The defaults for t_b are per-kernel per ADR-0022, because IoU distributions are not the same shape across kernels:

Kernel	`t_b` default	Anchored on
`Bbox`	`0.1`	TIDE paper, COCO bbox
`Segm`	`0.1`	Bbox-row extrapolation; tentative
`Boundary`	`0.05`	Band-area compression argument; tentative

Boundary IoU concentrates at lower values than bbox IoU on the same overlap geometry — the kernel's "almost-matched" regime measures roughly half the value the bbox kernel reports. Reusing t_b = 0.1 for boundary would push the Bkg/Loc cutoff into a part of the distribution that no longer corresponds to "almost matched", silently moving Loc errors into the Bkg bin. This is the only kernel where the per-kernel default is doing real work; for bbox and segm it is the paper's number unchanged.

Override per call when the model's distribution warrants it:

report = error_decomposition(
    gt_bytes, dt_bytes,
    iou=Bbox(),
    t_f=0.5,
    t_b=0.2,   # tighter Bkg cutoff for a model that fires near-misses everywhere
)

The resolved values land on report.config, so a screenshot of a report is self-describing: the reader does not need to know which defaults were in force.

What TIDE does NOT do

The current TIDE surface intentionally stops short of three things people sometimes expect from TIDE-shaped tools:

Keypoints (OKS). Keypoints(...) raises NotImplementedError per ADR-0024. COCO keypoints is single-class, which makes the Cls and Both bins structurally empty; OKS is not IoU, so the (t_b, t_f) phase diagram does not carve the same error geometry. The right TIDE-shaped tool for keypoints is per-keypoint OKS contribution analysis, tracked as a follow-up to ADR-0024.
Per-class drill-down. The current TideReport aggregates across classes. A report.per_class polars view (which classes contribute most to each bin) is a tracked follow-up. Today, the workaround is to call error_decomposition once per category subset of the GT/DT payload — wasteful for large category counts but mechanically correct.
Per-threshold mode. The opt-in mode="per_threshold" variant the TIDE paper describes (computing the decomposition at every IoU threshold in the AP grid and averaging) is a tracked follow-up. The single-t_f form vernier ships today is the paper-faithful default; the per-threshold form is opt-in even in tidecv.

Performance note

error_decomposition runs eight evaluation passes per call: one baseline plus one per bin (Cls / Loc / Both / Dupe / Bkg / Missed) plus the all-FPs-removed sanity total. Expect roughly 6× the cost of a single Evaluator.evaluate call on the same dataset. This is by design — the cell-rewrite layer makes each pass cheap relative to a full re-match, but it cannot make eight passes free.

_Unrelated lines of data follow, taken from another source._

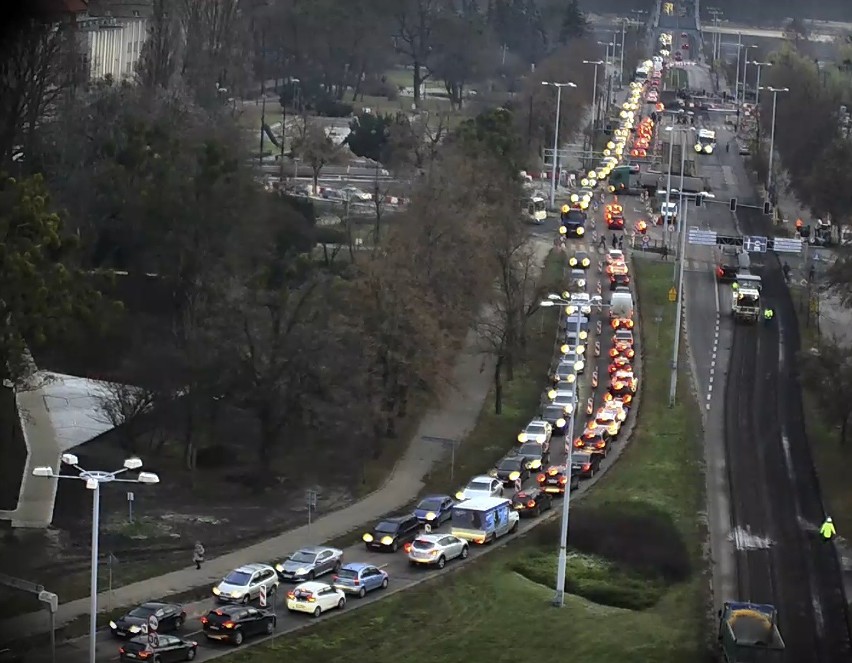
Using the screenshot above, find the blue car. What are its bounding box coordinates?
[414,495,456,529]
[333,562,388,599]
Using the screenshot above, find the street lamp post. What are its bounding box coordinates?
[762,87,790,198]
[541,81,577,208]
[33,454,160,663]
[539,295,608,608]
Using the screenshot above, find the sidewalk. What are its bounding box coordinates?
[5,330,500,638]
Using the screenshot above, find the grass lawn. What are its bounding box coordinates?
[220,262,705,663]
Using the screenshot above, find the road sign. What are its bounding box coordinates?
[686,226,716,246]
[743,235,769,253]
[772,237,803,253]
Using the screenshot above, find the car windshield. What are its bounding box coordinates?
[374,520,399,534]
[127,605,156,619]
[337,569,358,580]
[290,550,317,564]
[225,571,251,585]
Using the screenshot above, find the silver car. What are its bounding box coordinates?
[213,564,279,605]
[275,546,343,582]
[408,534,470,569]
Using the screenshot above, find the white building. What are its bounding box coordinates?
[77,0,152,81]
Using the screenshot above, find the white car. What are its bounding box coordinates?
[287,582,346,617]
[213,564,279,605]
[408,534,470,569]
[456,475,503,500]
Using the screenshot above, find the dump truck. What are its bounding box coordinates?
[718,601,784,663]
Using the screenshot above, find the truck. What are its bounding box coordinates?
[718,601,785,663]
[731,270,761,322]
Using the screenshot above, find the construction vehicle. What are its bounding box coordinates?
[731,270,762,322]
[718,601,784,663]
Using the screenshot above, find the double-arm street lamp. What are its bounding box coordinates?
[539,293,609,608]
[541,81,577,208]
[33,454,160,663]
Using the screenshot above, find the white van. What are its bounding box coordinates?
[609,288,633,319]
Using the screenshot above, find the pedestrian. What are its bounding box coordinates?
[192,541,204,569]
[819,516,837,541]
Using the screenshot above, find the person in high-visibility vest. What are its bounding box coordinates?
[819,516,837,541]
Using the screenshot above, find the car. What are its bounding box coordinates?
[541,405,568,434]
[518,418,553,450]
[609,273,630,291]
[716,262,739,283]
[414,495,456,527]
[536,465,580,495]
[287,581,346,617]
[568,269,586,291]
[118,635,198,663]
[569,292,592,315]
[571,449,604,479]
[213,564,280,605]
[510,442,550,471]
[456,476,503,500]
[331,562,390,599]
[361,513,420,552]
[512,488,553,518]
[109,601,186,638]
[573,423,613,456]
[408,534,470,569]
[488,455,530,486]
[275,546,343,582]
[201,607,278,647]
[568,251,592,269]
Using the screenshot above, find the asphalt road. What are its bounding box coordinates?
[24,208,633,663]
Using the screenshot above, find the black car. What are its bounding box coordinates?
[361,513,420,552]
[609,274,630,290]
[571,449,604,479]
[716,263,738,283]
[512,442,550,470]
[109,601,186,638]
[488,455,530,486]
[201,606,277,645]
[512,488,553,518]
[118,633,198,663]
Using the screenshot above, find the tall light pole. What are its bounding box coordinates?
[762,87,790,199]
[33,454,160,663]
[541,81,577,208]
[669,189,714,407]
[539,295,609,608]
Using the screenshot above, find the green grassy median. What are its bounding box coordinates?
[225,262,705,663]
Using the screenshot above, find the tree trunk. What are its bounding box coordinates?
[494,355,503,414]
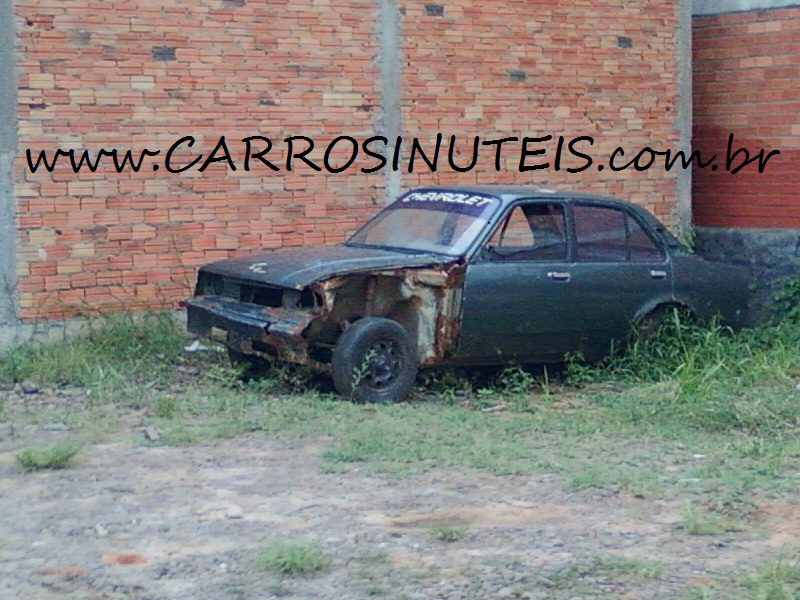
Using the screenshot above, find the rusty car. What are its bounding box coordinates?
[186,187,747,402]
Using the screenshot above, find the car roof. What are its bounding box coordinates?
[409,185,640,209]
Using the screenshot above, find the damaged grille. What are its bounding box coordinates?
[197,273,283,307]
[239,284,283,306]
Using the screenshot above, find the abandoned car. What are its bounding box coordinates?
[187,187,747,402]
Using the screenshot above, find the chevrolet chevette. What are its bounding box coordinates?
[186,187,748,402]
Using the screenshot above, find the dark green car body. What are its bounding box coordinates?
[187,187,748,370]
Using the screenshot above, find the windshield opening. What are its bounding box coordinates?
[347,192,499,256]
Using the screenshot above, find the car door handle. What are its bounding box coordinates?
[547,271,572,281]
[650,269,667,279]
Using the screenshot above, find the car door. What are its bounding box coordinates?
[569,202,672,359]
[457,200,574,363]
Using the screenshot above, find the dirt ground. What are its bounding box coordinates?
[0,404,800,600]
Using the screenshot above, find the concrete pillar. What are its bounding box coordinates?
[694,0,800,16]
[377,0,402,202]
[675,0,693,233]
[0,0,17,325]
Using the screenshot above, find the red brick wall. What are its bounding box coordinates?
[403,0,679,225]
[693,8,800,228]
[15,0,679,320]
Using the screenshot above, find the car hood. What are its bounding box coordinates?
[201,245,456,289]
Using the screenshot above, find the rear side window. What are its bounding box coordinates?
[574,206,662,262]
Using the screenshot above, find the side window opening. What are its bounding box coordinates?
[574,205,662,262]
[488,203,567,261]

TIDE is offline error analysis, not a hot-path metric. Run it once per model checkpoint, not once per training step.

Sibling capability

For the related "which classes get confused with which" question, see vernier.instance.confusion_matrix(...). Where TIDE answers "what kind of error", a confusion matrix answers "between which two labels". The two are complementary; a model with high cls ΔmAP in TIDE is a candidate for confusion-matrix inspection.